Questa fase dovrebbe chiudersi, in teoria, entro poco più di un anno. In vista del ritorno a una lettura molto più restrittiva degli accordi monetari e fiscali nell’Eurozona, tutti i Paesi coinvolti affilano le armi. Specie quelli dell’Europa meridionale, le cosiddette «cicale» tra cui spiccano Italia e Francia, che intendono proseguire e magari sviluppare l’approccio corrente. Fino a vestirlo di panni para-federalisti, ovvero strutturando via eurobond il principio della solidarietà fra gli Stati nella gestione del debito.
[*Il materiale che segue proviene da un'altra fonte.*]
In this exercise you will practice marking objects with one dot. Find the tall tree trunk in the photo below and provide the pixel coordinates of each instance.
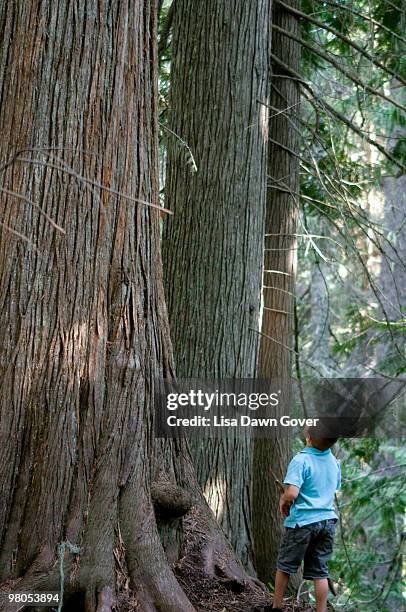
(82, 314)
(213, 245)
(275, 356)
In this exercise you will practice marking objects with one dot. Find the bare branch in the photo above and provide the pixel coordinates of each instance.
(325, 106)
(71, 172)
(342, 37)
(353, 77)
(345, 7)
(14, 194)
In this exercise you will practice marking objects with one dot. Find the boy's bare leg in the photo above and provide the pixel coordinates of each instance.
(281, 582)
(321, 588)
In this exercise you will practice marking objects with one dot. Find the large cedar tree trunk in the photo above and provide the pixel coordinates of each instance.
(213, 245)
(275, 355)
(84, 330)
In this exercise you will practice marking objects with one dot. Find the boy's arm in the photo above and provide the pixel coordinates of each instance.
(290, 494)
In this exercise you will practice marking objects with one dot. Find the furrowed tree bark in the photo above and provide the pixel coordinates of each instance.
(275, 358)
(212, 247)
(83, 319)
(85, 331)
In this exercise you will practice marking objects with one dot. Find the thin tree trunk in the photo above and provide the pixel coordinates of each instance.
(275, 356)
(213, 245)
(83, 320)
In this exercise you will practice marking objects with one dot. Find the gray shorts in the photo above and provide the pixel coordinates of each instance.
(312, 544)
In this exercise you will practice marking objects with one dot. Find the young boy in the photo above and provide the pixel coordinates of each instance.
(307, 504)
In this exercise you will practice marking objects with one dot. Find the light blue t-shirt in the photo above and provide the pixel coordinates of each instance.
(318, 476)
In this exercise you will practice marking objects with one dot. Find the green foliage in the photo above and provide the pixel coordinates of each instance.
(367, 562)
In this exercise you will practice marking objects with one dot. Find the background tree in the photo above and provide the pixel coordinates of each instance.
(277, 339)
(212, 247)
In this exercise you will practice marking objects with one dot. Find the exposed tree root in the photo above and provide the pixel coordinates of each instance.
(210, 573)
(170, 500)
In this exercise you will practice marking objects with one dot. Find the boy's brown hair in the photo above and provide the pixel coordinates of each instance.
(317, 439)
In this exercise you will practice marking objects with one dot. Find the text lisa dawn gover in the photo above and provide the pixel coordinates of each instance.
(242, 421)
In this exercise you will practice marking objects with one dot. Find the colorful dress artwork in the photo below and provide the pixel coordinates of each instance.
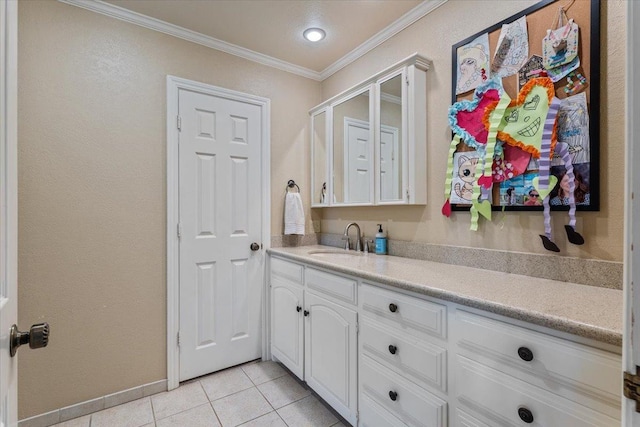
(472, 59)
(523, 128)
(513, 48)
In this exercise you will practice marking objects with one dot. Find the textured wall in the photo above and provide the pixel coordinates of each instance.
(433, 37)
(92, 205)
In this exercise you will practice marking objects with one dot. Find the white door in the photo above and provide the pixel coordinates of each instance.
(331, 354)
(357, 174)
(389, 163)
(287, 331)
(631, 333)
(220, 217)
(9, 209)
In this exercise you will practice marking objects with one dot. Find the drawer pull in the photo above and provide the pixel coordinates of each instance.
(525, 415)
(525, 354)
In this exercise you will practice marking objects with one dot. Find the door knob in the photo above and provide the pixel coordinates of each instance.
(37, 337)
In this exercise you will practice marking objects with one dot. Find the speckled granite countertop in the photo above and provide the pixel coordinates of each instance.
(587, 311)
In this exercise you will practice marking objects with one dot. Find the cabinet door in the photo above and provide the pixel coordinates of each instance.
(331, 354)
(286, 325)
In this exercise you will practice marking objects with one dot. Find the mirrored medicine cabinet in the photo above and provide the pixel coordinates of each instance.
(368, 144)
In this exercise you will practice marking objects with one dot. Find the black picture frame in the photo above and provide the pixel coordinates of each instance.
(594, 103)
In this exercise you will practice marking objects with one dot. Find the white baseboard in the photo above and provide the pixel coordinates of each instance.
(94, 405)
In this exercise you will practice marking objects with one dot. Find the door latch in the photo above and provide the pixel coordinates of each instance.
(37, 337)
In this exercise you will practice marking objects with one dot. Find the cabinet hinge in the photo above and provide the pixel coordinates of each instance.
(631, 387)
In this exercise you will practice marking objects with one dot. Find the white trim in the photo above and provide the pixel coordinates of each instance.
(400, 24)
(174, 84)
(135, 18)
(414, 59)
(8, 203)
(631, 280)
(131, 17)
(94, 405)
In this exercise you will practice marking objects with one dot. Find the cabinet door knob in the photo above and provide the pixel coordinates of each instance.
(525, 415)
(525, 354)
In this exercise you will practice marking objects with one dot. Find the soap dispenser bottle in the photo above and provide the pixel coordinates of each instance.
(381, 241)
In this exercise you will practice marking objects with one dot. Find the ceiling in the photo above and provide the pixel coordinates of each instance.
(274, 27)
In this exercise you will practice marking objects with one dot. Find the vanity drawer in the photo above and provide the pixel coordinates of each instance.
(412, 405)
(561, 366)
(501, 398)
(374, 415)
(421, 362)
(286, 270)
(333, 285)
(415, 316)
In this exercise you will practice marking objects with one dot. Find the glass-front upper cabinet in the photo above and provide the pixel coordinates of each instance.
(352, 161)
(319, 159)
(374, 150)
(390, 140)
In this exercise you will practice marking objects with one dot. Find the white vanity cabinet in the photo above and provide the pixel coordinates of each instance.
(287, 309)
(383, 356)
(510, 375)
(314, 331)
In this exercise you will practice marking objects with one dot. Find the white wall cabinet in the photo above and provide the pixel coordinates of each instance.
(369, 143)
(386, 357)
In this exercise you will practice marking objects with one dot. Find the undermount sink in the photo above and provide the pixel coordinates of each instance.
(333, 252)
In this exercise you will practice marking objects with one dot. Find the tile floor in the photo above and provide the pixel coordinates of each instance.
(255, 394)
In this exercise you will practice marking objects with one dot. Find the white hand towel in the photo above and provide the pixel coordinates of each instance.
(293, 214)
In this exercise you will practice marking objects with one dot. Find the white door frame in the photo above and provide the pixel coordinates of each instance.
(174, 85)
(9, 201)
(631, 282)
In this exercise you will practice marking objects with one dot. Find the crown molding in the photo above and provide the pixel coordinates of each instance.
(135, 18)
(189, 35)
(400, 24)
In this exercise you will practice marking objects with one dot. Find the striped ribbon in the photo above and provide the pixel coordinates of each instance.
(545, 160)
(449, 180)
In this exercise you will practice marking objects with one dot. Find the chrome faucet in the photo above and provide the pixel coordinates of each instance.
(346, 236)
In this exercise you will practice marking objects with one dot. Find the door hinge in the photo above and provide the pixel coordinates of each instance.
(631, 387)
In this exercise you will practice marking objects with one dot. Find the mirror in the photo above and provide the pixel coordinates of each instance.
(353, 150)
(319, 159)
(390, 167)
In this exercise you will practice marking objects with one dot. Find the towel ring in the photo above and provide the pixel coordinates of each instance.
(291, 184)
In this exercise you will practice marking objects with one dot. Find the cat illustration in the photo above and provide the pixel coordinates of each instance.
(467, 173)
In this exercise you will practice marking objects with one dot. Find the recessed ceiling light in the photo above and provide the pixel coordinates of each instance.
(314, 34)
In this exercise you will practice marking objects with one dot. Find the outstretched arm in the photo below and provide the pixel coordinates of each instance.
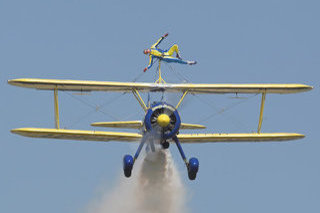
(150, 63)
(155, 45)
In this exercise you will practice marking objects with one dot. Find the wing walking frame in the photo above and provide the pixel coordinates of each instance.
(159, 85)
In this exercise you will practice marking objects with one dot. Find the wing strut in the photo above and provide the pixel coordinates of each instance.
(263, 98)
(56, 109)
(184, 95)
(139, 99)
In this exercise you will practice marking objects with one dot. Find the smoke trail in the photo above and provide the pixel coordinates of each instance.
(155, 187)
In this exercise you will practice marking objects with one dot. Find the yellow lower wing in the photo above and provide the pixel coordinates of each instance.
(77, 134)
(125, 136)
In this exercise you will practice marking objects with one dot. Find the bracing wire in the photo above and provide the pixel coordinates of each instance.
(222, 110)
(95, 108)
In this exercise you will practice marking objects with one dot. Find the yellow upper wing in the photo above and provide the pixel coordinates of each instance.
(238, 137)
(124, 136)
(78, 85)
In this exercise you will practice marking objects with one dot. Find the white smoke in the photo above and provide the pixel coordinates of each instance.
(154, 187)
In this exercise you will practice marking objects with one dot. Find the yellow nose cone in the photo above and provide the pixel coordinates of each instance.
(163, 120)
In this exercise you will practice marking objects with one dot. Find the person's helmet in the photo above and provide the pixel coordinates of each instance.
(146, 51)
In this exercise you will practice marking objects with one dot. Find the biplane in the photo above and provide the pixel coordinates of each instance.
(162, 123)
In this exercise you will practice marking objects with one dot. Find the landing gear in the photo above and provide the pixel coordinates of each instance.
(165, 144)
(192, 165)
(128, 160)
(127, 165)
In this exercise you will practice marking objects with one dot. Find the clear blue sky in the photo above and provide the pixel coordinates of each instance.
(233, 41)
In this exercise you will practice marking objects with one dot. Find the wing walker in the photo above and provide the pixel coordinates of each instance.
(162, 122)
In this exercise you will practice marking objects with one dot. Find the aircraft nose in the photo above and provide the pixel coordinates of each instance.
(163, 120)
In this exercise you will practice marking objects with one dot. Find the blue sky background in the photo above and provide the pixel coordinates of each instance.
(233, 42)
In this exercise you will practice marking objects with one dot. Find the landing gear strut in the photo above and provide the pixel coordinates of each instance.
(192, 165)
(128, 160)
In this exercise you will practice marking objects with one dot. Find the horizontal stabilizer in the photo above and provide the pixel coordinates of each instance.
(124, 136)
(78, 85)
(139, 124)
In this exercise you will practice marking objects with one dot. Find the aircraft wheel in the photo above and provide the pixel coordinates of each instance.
(193, 168)
(127, 165)
(165, 145)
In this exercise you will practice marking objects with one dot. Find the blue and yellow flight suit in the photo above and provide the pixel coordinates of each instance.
(164, 55)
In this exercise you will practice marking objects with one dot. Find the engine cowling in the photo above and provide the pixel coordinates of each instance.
(162, 119)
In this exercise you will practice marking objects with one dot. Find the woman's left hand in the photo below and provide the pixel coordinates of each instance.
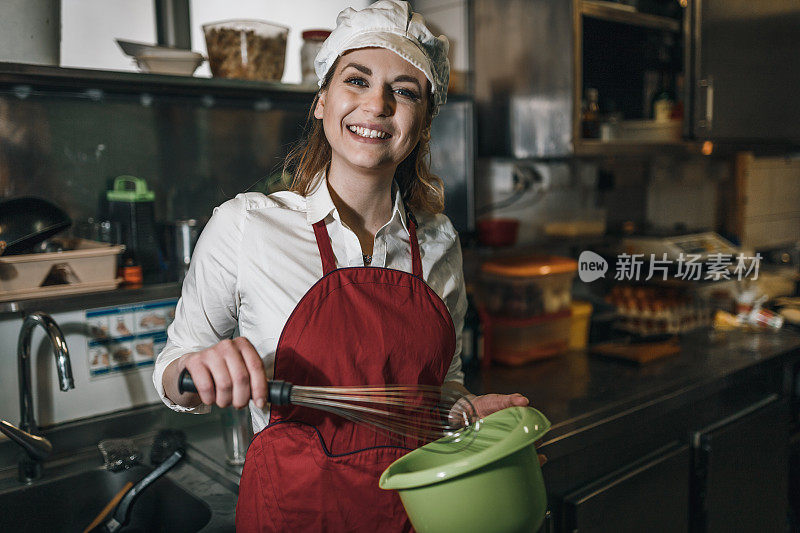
(487, 404)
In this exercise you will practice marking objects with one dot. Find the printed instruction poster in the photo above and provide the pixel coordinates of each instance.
(128, 336)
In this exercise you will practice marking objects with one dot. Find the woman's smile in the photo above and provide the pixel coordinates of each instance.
(369, 134)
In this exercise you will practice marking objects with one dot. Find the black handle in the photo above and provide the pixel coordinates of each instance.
(122, 513)
(278, 392)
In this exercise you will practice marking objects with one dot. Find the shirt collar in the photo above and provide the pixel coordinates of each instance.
(320, 204)
(318, 201)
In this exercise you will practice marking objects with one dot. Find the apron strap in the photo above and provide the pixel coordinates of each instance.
(416, 258)
(324, 245)
(329, 260)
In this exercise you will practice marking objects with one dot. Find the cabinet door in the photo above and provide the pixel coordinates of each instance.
(741, 470)
(651, 494)
(746, 70)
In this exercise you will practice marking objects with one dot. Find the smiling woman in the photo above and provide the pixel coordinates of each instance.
(353, 278)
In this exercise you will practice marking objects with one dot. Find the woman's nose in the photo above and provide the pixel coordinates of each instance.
(379, 101)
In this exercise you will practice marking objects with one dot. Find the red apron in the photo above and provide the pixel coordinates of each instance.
(312, 471)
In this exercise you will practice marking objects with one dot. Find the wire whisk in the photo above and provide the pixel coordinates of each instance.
(422, 412)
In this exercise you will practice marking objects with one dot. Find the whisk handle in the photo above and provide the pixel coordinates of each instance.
(278, 392)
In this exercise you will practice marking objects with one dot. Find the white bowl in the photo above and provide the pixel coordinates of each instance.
(179, 63)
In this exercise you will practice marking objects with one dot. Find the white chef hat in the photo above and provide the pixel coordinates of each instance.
(392, 25)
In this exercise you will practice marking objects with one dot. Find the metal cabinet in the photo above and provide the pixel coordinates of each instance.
(740, 470)
(651, 494)
(745, 70)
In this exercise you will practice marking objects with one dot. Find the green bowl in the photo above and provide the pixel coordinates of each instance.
(494, 483)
Con i più forti e rigorosi – chiamati «formiche», pilotati dalla Germania e concentrati nell’Europa settentrionale – chiamati a soccorrere i più fragili, dunque esposti alle intemperie dei mercati, in nome dell’appartenenza alla medesima famiglia. Ciò che, se l’Unione europea avesse un senso davvero federalista, avrebbe molto senso. Sarebbe anzi percorso obbligato.

Weidmann non l’ha mai pensata così e non ha certo cambiato idea. Leggendari i suoi scontri con Draghi in seno alla Banca centrale europea, al tempo in cui l’attuale capo del Governo italiano ne era il presidente. In una prima fase sembrava che Draghi potesse essere assimilato al canone germanico, tanto che la stampa da boulevard tedesca lo raffigurava con in testa l’elmetto prussiano. Quando poi le circostanze e l’inclinazione personale hanno spinto Draghi a incarnare l’eresia «lassista», fino a spingere i tassi attorno allo zero se non in zona negativa, la divergenza di opinioni e di culture si è fatta feroce. Con Weidmann molto spesso ridotto in minoranza, quando non solo con sé stesso, a testimoniare una politica monetaria ormai fuori tempo.

Non sappiamo se il ritiro dalla scena pubblica da parte dell’ex presidente della Bundesbank sia provvisorio o definitivo. Potrebbe forse preludere a un suo passaggio alla politica, intestandosi il ruolo di protettore dell’ortodossia economica e monetaria germanica, in fedele ossequio ai precetti dell’ordoliberalismo? Difficile, anche se non impossibile. Il clima sta cambiando, pare, anche nelle élite tedesche. Il Governo che si sta formando a Berlino sotto la guida di Olaf Scholz, attuale ministro delle Finanze e vice cancelliere socialdemocratico, avrà nei liberali una decisiva componente «ortodossa», pronta a riorientare la barra tedesca ed europea verso il graduale ritorno al rigore. Le culture e le ideologie pesano. Pesa soprattutto l’atavico, leggendario timore dell’inflazione, che sta mostrando segni di riaccensione in tutta l’Eurozona. Timore favorito anche dall’aumento spettacolare della bolletta energetica. Quando la soglia del 2% è valicata, in Germania scatta l’allarme rosso. I media rievocano miserabili scenari weimariani, corredati dal rischio di possibili svolte politiche autoritarie.

Al momento però sembra improbabile che il 2022 possa davvero rivelarsi l’anno del rientro nella norma euro-germanica. Per un dato oggettivo: la minaccia del Coronavirus pare relativamente sedata, ma certamente non eliminata. Probabile anzi che ci si debba abituare a conviverci a lungo. E per una conseguenza politica e sociale valutata soggettivamente, ma che in una misura o nell’altra coinvolge tutta l’Eurozona: il rientro accelerato significherebbe instabilità, disordini, proteste di massa. Di qui la probabilità di un compromesso fra «cicale» e «formiche» che verta sulla priorità della pace sociale – e del consenso politico – rispetto alla fredda contabilità che gli euromeridionali bollano austerità, qualcosa di molto vicino al male assoluto. Prepariamoci dunque a una battaglia senza esclusione di colpi intorno alle politiche monetarie e fiscali nella zona euro. Con Weidmann in panchina, per ora. Ma difficilmente ridotto a muto spettatore.